WHAT IS PROGRESSIVE RETINAL ATROPHY? Progressive retinal atrophy (PRA) [also known as progressive retinal degeneration (PRD)] refers to several different retinal diseases that cause blindness. There are two distinct patterns to this disease. Some breeds have blindness caused by abnormal development (dysplasia) of the retina. Other breeds have a slow progressive death of the retinal tissue (degeneration). These two types of disease affect many breeds. In general, these diseases are inherited. The patterns of inheritance may be different in each breed. In all patients with PRA, the outcome is the same – blindness. The age and breed of the patient and what the ophthalmologist finds during the examination are the basis for the classification of exactly what type of condition the patient has. Different breeds of dogs have variations in the age at which the problem starts and speed with which the blindness develops. As the name implies, a slow degeneration or death of retinal tissue occurs. PRA may affect the rod cells, cone cells, or both rod and cone cells together.
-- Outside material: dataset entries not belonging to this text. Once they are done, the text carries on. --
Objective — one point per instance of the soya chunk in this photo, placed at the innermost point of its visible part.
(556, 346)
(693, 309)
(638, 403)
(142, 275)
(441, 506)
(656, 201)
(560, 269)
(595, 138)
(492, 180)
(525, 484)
WHAT CAUSES PRA? PRA, or the gene for PRA is known to be passed from parents to offspring even though the parents may have normal eyes and vision. Identification of breeding animals with, or related to patients with PRA is essential to prevent to spread of this condition. At this time, researchers are working to find a blood test to identify “carrier” animals.

WHAT ARE THE SIGNS OF PRA? Because PRA is not a painful condition, your pet will not have reddened eyes or have increased blinking or squinting. For this reason, most people will not notice the earliest stages of the condition. Early signs of PRA include night vision difficulties. People often remember that their pet seemed disoriented when going out in the yard at night and they had to leave a light on for them. Night blindness may be manifested by a pet that is afraid to go into a dark room, or one that gets lost in the house after the lights are off. Some people will eventually notice a shine coming from their pet’s eye because the pupil is dilated and doesn’t respond to light as quickly as normal.

HOW IS PRA DIAGNOSED? The ophthalmologist examines the retina with an instrument called an indirect ophthalmoscope. Specific changes in the retinal blood vessel pattern, the optic nerve head, and the reflective substance within the dog’s eye (tapetum) are classic for PRA. Cataracts may occur in some patients with PRA and generally occur later in the disease. Formation of cataracts may interfere with the ophthalmologist’s examination of the retina and make other tests such as an electroretinogram (ERG) essential for accurate diagnosis. This test involves sophisticated instrumentation used to measure the response of the retina when a light is shone upon it. Your pet will need to be anesthetized and placed in a dark room. A special contact lens connected to a computer is placed on the eye and two tiny needles are placed under the skin. A light source is flashed periodically into the eye and a computer evaluates the response.

WHAT IS THE TREATMENT FOR PRA? Unfortunately, there is no cure for PRA. Various people have suggested a number of vitamin therapies, but none have proven to be effective. Again, it is important to understand that the disease is not painful, but you and your pet will need to adjust and deal with the blindness.